In 330 BCE, Alexander the Great captured Persepolis after a brief campaign. He spent several months in the city, distributing its enormous treasury to his army and sending the accumulated wealth of two centuries of imperial tribute back to Macedonia on 20,000 mules and 5,000 camels. Then, in the spring of 330 BCE, he burned it.

The ancient sources give conflicting accounts of why. Some say it was a deliberate act of policy — the destruction of the symbolic heart of the Persian Empire to demonstrate that the old order was finished. Others say it was an act of drunken revenge, proposed by the Athenian hetaira Thais at a symposium, who urged Alexander to burn the palace that Xerxes had used as a base when he burned the Acropolis of Athens 150 years earlier. The historian Diodorus describes Alexander himself throwing the first torch. Plutarch says he later regretted it.

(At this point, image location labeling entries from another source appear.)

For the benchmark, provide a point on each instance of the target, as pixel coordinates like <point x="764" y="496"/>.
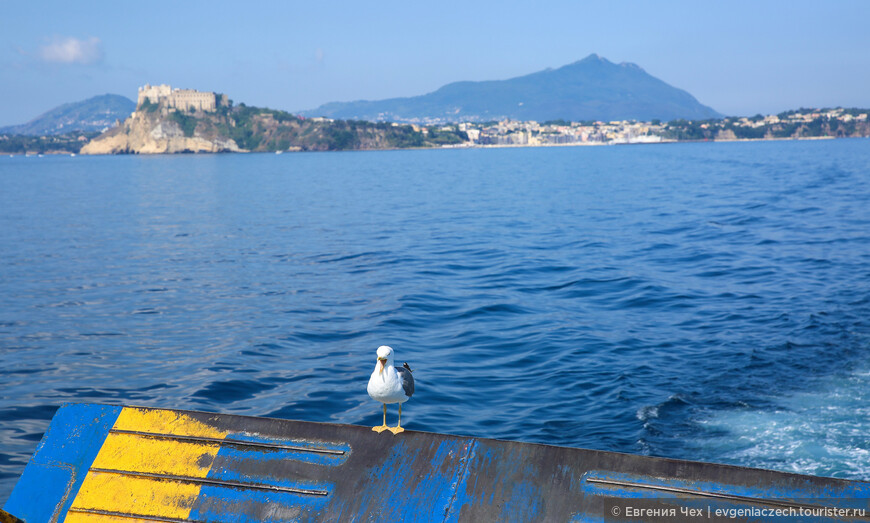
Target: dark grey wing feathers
<point x="407" y="381"/>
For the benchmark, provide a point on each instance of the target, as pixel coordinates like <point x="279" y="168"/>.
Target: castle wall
<point x="182" y="99"/>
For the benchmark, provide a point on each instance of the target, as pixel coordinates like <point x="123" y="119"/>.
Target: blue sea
<point x="698" y="301"/>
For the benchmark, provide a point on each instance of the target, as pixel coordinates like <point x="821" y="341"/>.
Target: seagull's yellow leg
<point x="398" y="428"/>
<point x="383" y="427"/>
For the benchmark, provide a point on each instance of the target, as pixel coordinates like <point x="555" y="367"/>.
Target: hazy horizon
<point x="740" y="58"/>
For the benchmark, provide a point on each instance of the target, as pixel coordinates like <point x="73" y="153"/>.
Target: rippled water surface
<point x="698" y="301"/>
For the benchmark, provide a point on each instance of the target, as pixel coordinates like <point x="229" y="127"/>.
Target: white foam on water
<point x="823" y="431"/>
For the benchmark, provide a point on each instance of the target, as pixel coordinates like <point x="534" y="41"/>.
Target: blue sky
<point x="739" y="57"/>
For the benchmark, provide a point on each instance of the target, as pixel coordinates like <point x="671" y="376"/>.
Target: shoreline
<point x="457" y="146"/>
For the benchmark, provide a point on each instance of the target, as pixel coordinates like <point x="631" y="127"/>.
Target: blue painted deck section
<point x="61" y="461"/>
<point x="349" y="473"/>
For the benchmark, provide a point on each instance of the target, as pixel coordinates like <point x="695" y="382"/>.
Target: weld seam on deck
<point x="227" y="441"/>
<point x="213" y="482"/>
<point x="127" y="515"/>
<point x="704" y="493"/>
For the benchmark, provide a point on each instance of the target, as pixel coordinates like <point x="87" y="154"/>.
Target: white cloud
<point x="73" y="51"/>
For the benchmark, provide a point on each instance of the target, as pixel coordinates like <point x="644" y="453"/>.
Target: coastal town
<point x="187" y="108"/>
<point x="800" y="124"/>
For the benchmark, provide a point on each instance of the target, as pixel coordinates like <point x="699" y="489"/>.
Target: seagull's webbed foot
<point x="398" y="428"/>
<point x="381" y="428"/>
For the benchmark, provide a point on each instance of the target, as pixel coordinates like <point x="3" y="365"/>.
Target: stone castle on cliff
<point x="181" y="99"/>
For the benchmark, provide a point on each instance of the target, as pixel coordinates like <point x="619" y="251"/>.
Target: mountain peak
<point x="593" y="88"/>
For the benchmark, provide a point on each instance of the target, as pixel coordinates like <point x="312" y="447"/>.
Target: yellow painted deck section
<point x="134" y="453"/>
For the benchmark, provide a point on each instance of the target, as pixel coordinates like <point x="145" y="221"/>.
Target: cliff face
<point x="155" y="133"/>
<point x="157" y="129"/>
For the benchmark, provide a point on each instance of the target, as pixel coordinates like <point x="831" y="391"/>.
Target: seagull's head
<point x="385" y="357"/>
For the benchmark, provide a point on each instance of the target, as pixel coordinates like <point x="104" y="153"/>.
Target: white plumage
<point x="388" y="384"/>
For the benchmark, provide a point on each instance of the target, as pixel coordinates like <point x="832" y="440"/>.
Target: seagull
<point x="390" y="385"/>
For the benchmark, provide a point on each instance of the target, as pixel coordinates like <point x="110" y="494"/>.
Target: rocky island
<point x="170" y="120"/>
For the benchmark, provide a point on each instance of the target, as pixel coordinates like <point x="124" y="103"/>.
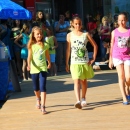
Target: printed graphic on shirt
<point x="39" y="58"/>
<point x="123" y="42"/>
<point x="79" y="50"/>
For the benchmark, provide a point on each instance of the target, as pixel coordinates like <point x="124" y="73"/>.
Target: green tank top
<point x="50" y="41"/>
<point x="38" y="62"/>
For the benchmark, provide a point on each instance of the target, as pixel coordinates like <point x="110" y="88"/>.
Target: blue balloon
<point x="12" y="10"/>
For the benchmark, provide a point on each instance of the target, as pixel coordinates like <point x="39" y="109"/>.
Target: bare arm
<point x="29" y="58"/>
<point x="68" y="49"/>
<point x="95" y="48"/>
<point x="48" y="59"/>
<point x="57" y="28"/>
<point x="111" y="49"/>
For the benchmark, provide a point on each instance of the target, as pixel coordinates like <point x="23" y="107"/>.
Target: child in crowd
<point x="24" y="37"/>
<point x="120" y="54"/>
<point x="80" y="67"/>
<point x="104" y="32"/>
<point x="37" y="55"/>
<point x="51" y="40"/>
<point x="104" y="65"/>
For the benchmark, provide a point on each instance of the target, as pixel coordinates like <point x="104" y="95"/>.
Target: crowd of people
<point x="45" y="45"/>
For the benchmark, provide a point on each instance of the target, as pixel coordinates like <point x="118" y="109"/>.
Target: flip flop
<point x="78" y="105"/>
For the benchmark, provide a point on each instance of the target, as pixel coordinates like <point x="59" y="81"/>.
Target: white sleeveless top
<point x="79" y="53"/>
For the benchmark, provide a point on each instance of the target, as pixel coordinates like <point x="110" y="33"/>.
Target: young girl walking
<point x="120" y="54"/>
<point x="51" y="40"/>
<point x="37" y="55"/>
<point x="80" y="68"/>
<point x="24" y="37"/>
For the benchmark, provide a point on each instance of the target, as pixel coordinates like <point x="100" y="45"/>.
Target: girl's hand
<point x="53" y="47"/>
<point x="67" y="68"/>
<point x="91" y="62"/>
<point x="49" y="65"/>
<point x="110" y="64"/>
<point x="28" y="68"/>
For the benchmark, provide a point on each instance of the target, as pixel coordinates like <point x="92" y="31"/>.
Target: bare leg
<point x="84" y="88"/>
<point x="121" y="78"/>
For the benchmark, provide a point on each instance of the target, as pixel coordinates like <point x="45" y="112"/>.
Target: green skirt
<point x="81" y="71"/>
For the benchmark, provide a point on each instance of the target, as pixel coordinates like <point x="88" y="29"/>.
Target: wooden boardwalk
<point x="104" y="110"/>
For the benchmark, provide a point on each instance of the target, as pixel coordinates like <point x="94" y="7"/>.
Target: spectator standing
<point x="120" y="54"/>
<point x="80" y="67"/>
<point x="104" y="32"/>
<point x="24" y="37"/>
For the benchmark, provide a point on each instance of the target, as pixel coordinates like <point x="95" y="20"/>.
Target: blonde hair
<point x="32" y="39"/>
<point x="25" y="26"/>
<point x="104" y="18"/>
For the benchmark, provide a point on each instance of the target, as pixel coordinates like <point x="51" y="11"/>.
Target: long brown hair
<point x="32" y="39"/>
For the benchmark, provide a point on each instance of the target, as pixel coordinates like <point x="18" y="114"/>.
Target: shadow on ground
<point x="58" y="84"/>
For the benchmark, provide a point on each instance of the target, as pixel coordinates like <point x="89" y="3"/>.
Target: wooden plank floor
<point x="104" y="110"/>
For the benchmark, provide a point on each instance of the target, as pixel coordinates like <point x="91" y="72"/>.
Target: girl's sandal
<point x="43" y="110"/>
<point x="38" y="104"/>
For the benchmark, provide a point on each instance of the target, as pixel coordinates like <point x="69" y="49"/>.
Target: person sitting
<point x="104" y="65"/>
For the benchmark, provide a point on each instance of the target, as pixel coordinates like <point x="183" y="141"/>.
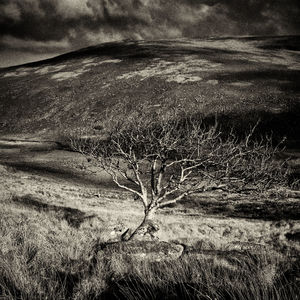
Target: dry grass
<point x="42" y="257"/>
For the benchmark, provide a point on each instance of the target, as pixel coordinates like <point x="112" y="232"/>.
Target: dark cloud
<point x="52" y="25"/>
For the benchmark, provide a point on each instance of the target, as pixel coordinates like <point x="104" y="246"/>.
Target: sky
<point x="36" y="29"/>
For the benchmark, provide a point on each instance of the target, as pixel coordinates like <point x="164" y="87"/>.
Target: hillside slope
<point x="246" y="78"/>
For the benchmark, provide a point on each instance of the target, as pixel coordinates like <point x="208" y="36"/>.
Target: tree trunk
<point x="146" y="229"/>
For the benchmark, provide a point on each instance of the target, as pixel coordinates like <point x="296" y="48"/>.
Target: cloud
<point x="77" y="23"/>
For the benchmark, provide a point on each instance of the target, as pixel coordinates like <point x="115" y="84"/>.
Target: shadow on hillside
<point x="57" y="172"/>
<point x="73" y="216"/>
<point x="267" y="211"/>
<point x="284" y="124"/>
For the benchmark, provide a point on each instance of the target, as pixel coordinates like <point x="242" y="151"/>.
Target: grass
<point x="43" y="257"/>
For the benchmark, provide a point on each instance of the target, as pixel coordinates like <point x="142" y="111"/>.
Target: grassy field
<point x="46" y="255"/>
<point x="58" y="210"/>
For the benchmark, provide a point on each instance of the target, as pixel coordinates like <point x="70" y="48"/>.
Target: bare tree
<point x="161" y="160"/>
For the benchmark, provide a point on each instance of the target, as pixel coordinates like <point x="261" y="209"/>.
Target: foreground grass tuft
<point x="42" y="257"/>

"As they feasted and drank deep, frenzy took hold of the minds of the intoxicated guests. It was then that one of the women present... declared that it would be Alexander's greatest achievement in Asia if he joined their revels and set fire to the palaces."

— Diodorus Siculus, Library of History, c. 50 BCE

Whatever the cause, the fire that consumed Persepolis burned so intensely and so completely that the mud-brick superstructures of the palaces collapsed onto the stone foundations and floors, baking the clay tablets in the treasury archive and paradoxically preserving them — the Persepolis Fortification Tablets, thousands of administrative records from the reign of Darius, survived because Alexander burned the building that housed them. The greatest act of cultural destruction in the ancient world accidentally created one of its most important archives.